Sexta afirmação: “Não é uma pessoa no Tribunal Superior Eleitoral que vai nos dizer que esse processo é seguro e confiável”.
Não sou eu que digo isso e nenhum de nós, na verdade todos os ex-Presidentes do TSE no pós-88 – 15 Ministros e ex-Ministros do STF – atestam isso. Mas, na verdade, quem decidiu que não haveria voto impresso não foi o TSE, foi o Congresso Nacional.
A esse propósito, que também aqui para desfazer falsidades, eu compareci à Câmara dos Deputados após três convites: da autora da proposta, do Presidente da Comissão Especial e um convite pessoal do Presidente da Câmara dos Deputados. Não fiz ativismo legislativo e ninguém do TSE fez ativismo legislativo. Nós fomos convidados a comparecer ao Congresso Nacional e participar de um debate público aberto sobre um tema importante que estava sendo discutido.
Fui ao Congresso Nacional sim, e lá expus as razões do TSE. Nós não temos verbas para distribuir, nós não temos tropas, aqui ninguém troca votos. Fui lá, como em todos os lugares, porque eu trabalho com a verdade e com a boa fé. São forças poderosas. São as grandes forças do universo, a verdade e a boa fé. A verdade realmente liberta. Mas só àqueles que a praticam.
Foi o Congresso Nacional, não o TSE, quem recusou o voto impresso. E , aliás, fez muito bem. O Presidente da Câmara afirmou que após a votação da Proposta, o assunto estaria encerrado. Cumpriu a palavra. O Presidente do Senado afirmou que após a votação da Proposta, o assunto estaria encerrado. Cumpriu a palavra. O Presidente da República, como ontem lembrou o Presidente da Câmara, afirmou que após a votação da proposta o assunto estaria encerrado. Não cumpriu a palavra.

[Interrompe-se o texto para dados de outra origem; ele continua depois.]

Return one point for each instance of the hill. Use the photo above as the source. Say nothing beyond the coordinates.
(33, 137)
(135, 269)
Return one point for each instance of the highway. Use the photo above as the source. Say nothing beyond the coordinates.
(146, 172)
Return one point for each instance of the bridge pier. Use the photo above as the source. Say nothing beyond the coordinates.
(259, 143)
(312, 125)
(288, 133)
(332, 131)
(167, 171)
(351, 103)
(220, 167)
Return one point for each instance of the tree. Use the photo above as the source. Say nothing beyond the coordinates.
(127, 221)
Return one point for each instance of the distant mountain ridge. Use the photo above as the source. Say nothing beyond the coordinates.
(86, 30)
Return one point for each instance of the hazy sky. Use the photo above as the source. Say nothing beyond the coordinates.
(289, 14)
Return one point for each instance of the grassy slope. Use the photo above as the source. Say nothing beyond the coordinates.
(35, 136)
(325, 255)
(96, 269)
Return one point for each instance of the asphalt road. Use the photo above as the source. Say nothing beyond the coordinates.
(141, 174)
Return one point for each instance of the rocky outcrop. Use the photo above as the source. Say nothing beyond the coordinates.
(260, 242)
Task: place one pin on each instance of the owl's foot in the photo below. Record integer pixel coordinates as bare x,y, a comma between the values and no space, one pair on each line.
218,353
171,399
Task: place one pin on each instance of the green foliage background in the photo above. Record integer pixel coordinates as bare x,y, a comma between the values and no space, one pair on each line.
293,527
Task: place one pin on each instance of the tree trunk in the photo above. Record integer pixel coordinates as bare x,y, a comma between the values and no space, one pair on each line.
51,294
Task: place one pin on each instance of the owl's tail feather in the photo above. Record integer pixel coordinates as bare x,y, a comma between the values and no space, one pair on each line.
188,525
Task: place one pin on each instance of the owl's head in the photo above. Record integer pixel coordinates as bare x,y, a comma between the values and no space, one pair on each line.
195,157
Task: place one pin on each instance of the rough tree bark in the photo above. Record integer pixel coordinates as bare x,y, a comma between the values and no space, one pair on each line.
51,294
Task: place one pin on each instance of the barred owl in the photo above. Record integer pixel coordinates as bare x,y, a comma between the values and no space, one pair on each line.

Seja como for, é uma covardia atacar a Justiça Eleitoral por falta de coragem de atacar o Congresso Nacional, que é quem decide a matéria.
Insulto não é argumento. Ofensa não é coragem. A incivilidade é uma derrota do espírito. A falta de compostura nos envergonha perante o mundo. A marca Brasil sofre, nesse momento, triste dizer isto, uma desvalorização global. Não é só o real que estamos desvalorizando, somos vítimas de chacota e de desprezo mundial.
Um desprestígio maior do que a inflação, do que o desemprego, do que a queda de renda, do que a alta do dólar, do que a queda da bolsa, do que o desmatamento da Amazônia, do que o número de mortos pela pandemia, do que a fuga de cérebros e de investimentos. Mas, pior que tudo, a falta de compostura nos diminui perante nós mesmos. Não podemos permitir a destruição das instituições para encobrir o fracasso econômico, social e moral que estamos vivendo.
A democracia tem lugar para conservadores, liberais e progressistas. O que nos une na diferença é o respeito à Constituição, aos valores comuns que compartilhamos e que estão nela inscritos. A democracia só não tem lugar para quem pretenda destruí-la.
Com a bênção de Deus, o Deus de verdade, do bem, do amor e do respeito ao próximo , e a proteção das instituições, um Presidente eleito democraticamente pelo voto popular tomará posse no dia 1º de janeiro de 2023. Assim será.”